Run a Study¶
Imagine you want to run a study with librec_auto
.
First, you will need to set up a configuration file. See the Configuration File documentation for information on the elements of a configuration file. Once your configuration file is complete, you can run your study.
Definitions¶
What is an experiment?¶
An experiment is a single job from the librec
library.
This is what happens when you call the librec
jar from the command line.
What is a study?¶
A study is a collection of experiments using the same algorithm the same data set, and the same methodology. librec_auto
automates running
multiple experiments at once by varying algorithm hyperparameters, and the entity that encompasses a set of related
experiments is called a study. If you want to examine multiple algorithms or multiple data sets, you will need to define multiple studies.
Methodology¶
The methodology in a librec-auto
study includes information about how data is handled, what kinds of predictions are generated, and how they are evaluated. The methodology information is a bit distributed across the configuration file, and there are certain “gotchas” you should be aware of.

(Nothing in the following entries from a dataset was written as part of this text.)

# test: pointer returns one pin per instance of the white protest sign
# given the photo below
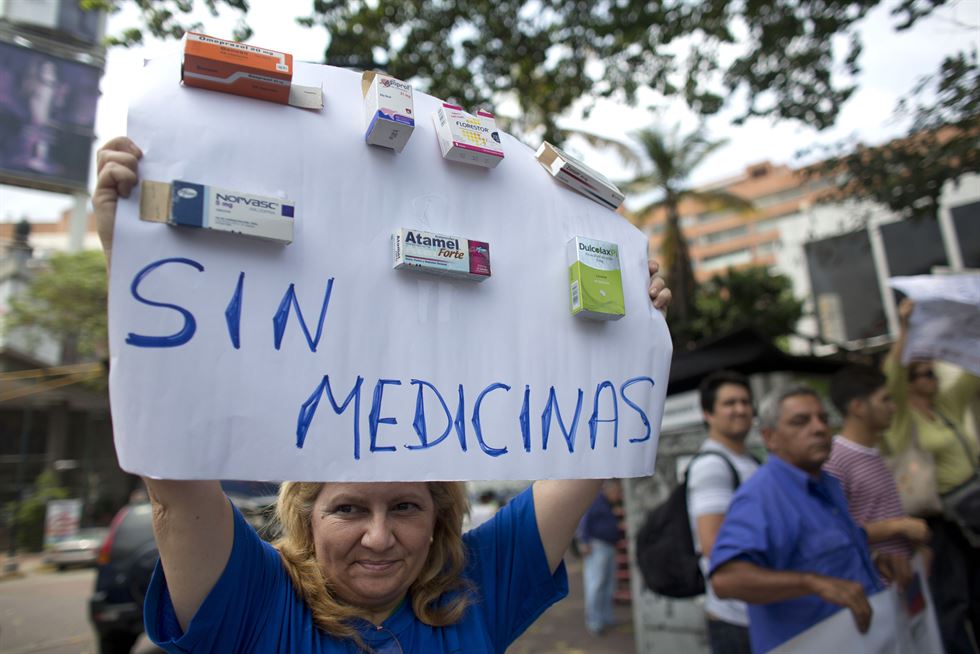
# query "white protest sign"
(901, 623)
(237, 358)
(946, 321)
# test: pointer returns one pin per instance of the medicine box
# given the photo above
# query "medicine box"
(243, 69)
(595, 279)
(467, 138)
(439, 254)
(188, 204)
(580, 177)
(388, 109)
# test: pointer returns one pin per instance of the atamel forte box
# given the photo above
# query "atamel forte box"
(388, 109)
(595, 279)
(243, 69)
(187, 204)
(451, 256)
(467, 138)
(580, 177)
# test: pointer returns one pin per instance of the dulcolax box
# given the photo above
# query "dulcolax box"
(595, 279)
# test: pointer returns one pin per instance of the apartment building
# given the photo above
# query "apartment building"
(791, 229)
(49, 237)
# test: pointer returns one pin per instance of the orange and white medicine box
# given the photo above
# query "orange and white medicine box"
(243, 69)
(468, 138)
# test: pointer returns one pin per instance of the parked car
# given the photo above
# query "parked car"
(129, 554)
(81, 550)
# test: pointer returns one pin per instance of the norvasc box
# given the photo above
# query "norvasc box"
(243, 69)
(207, 207)
(580, 177)
(595, 279)
(389, 111)
(467, 138)
(439, 254)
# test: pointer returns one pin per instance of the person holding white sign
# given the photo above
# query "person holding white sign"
(788, 546)
(936, 418)
(380, 567)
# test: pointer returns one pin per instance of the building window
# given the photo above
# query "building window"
(778, 198)
(724, 235)
(726, 260)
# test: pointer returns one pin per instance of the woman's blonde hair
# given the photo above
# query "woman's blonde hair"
(441, 573)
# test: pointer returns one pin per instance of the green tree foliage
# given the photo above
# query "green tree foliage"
(750, 297)
(793, 59)
(664, 161)
(943, 143)
(67, 301)
(29, 513)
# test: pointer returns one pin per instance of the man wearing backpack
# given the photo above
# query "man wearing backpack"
(721, 466)
(788, 545)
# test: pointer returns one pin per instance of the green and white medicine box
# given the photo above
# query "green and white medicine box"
(595, 279)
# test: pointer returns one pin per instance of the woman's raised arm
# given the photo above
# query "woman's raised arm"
(192, 520)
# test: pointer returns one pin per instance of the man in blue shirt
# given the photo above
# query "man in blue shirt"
(788, 545)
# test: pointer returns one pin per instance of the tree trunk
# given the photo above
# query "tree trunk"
(679, 275)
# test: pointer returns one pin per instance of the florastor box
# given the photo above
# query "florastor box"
(389, 111)
(467, 138)
(595, 279)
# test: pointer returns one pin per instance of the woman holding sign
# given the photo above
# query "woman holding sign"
(378, 567)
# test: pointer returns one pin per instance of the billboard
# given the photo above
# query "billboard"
(67, 17)
(47, 119)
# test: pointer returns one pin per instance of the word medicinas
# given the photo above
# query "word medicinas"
(456, 420)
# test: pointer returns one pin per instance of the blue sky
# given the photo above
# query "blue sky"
(891, 64)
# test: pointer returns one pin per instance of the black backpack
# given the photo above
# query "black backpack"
(665, 547)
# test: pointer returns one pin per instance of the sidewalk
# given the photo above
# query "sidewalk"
(561, 630)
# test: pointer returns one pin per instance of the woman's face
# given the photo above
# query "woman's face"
(372, 540)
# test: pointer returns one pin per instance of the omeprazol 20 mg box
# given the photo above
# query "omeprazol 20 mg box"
(595, 279)
(439, 254)
(244, 69)
(208, 207)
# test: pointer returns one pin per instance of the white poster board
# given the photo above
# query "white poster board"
(946, 321)
(397, 375)
(901, 623)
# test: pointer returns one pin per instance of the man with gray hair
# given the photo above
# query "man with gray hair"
(788, 545)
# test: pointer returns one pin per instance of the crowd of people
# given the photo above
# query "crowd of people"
(386, 567)
(823, 523)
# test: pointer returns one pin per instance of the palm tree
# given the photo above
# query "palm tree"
(663, 161)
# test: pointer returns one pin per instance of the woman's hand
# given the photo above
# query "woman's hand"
(660, 295)
(117, 163)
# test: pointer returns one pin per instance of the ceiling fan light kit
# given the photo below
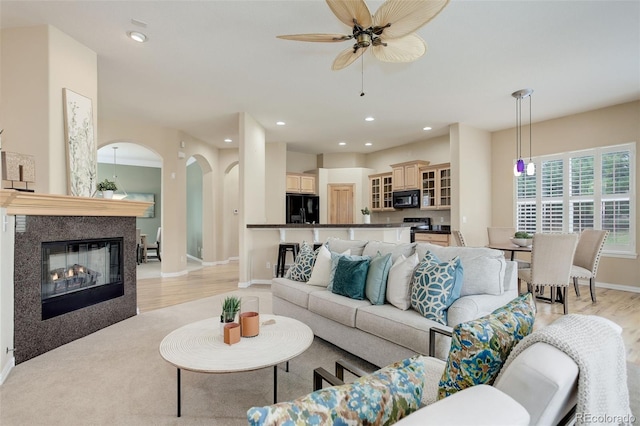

- As of LibRec 3.0, all cross-validation splits are drawn uniform-at-random from the ratings data set. The size of each split is N/k where N is the number of ratings and k is the number of splits. Other parameters (the style of split) that can be used in the single-split
ratio
model are ignored. - Ranking vs rating prediction methodology. If you are using a metric that looks at a ranked list of results (pretty much anything other than
rmse
,mae
and certain of the fairness metrics), you must specify the ranking element and the list-size element in the metric element in your configuration. See below. You will get very strange ranking results, if LibRec thinks you are using a rating prediction methodology. - Ranking vs rating prediction algorithms. Some algorithms are optimized for ranking loss and the results that they produce may not be interpretable as prediction ratings for a user/item pair. For example, BPR, RankALS, or PLSA. These algorithms should only be used with the ranking element set and an appropriate ranking-type metric.
<ranking>true</ranking>
<list-size>10</list-size>
Any list size can be used.
File Structure¶
Study Structure¶
librec_auto
has a specific project structure. If you want to run an study
named movies
, you will need to put your config.xml
file in a conf
directory inside a movies
directory, like this:
movies
└── conf
└── config.xml
You can then run your movies study with:
$ python -m librec_auto run -t movies
This will update the movies
directory to look like this:
movies
├── conf
│ └── config.xml
├── exp00000
│ ├── conf
│ │ ├── config.xml
│ │ └── librec.properties
│ ├── log
│ │ └── librec-<timestamp>.log
│ ├── original
│ └── result
│ ├── out-1.txt
│ └── ...
├── exp00001
│ ├── conf
│ │ ├── config.xml
│ │ └── librec.properties
│ ├── log
│ │ └── librec-<timestamp>.log
│ ├── original
│ └── result
│ ├── out-1.txt
│ └── ...
├── exp00002
│ └── ...
├── exp00003
│ └── ...
└── ...
output.xml
Each directory like exp00001
represents one of the experiments from your
movies study. The number of exp#####
directories is equal to the number of
permutations from the value
items in your study-wide configuration file. The
output.xml
contains a summary of results over all the experiments and also a log of any warnings
or errors encountered.
Experiment Structure¶
Let’s consider a single experiment directory:
exp00002
├── conf
│ ├── config.xml
│ └── librec.properties
├── log
│ └── librec-<timestamp>.log
├── original
└── result
├── out-1.txt
├── out-2.txt
├── out-3.txt
├── out-4.txt
└── out-5.txt
output.xml
conf
holds the auto-generated configuration file for this experiment (not for the study), as well as thelibrec.properties
equivalent of theconfig.xml
.- Don’t tamper with these files: to edit the experiment configurations, modify the study-wide
movies/conf/config.xml
file.
- Don’t tamper with these files: to edit the experiment configurations, modify the study-wide
log
holds the log output from running the experiment. Many LibRec algorithms output log information containing training phase information and this can be found here.result
holds the computed recommendation lists or predictions from thelibrec
experiment.original
is a directory used for experiments involving result re-ranking. The re-ranker will copy the original recommendation output from the algorithm to this directory. Re-ranked results are then place in theresult
directory so they can be located by subsequent processes. You can experiment with multiple hyperparameters for a re-ranking algorithm without recomputing the base recommendations. For example:- Re-rank the results with
python -m librec_auto rerank movies
- Re-rank the results with
output.xml
is a file that contains a summary of the experiment run. Metric results are stored here as well as any warnings or error messages encountered.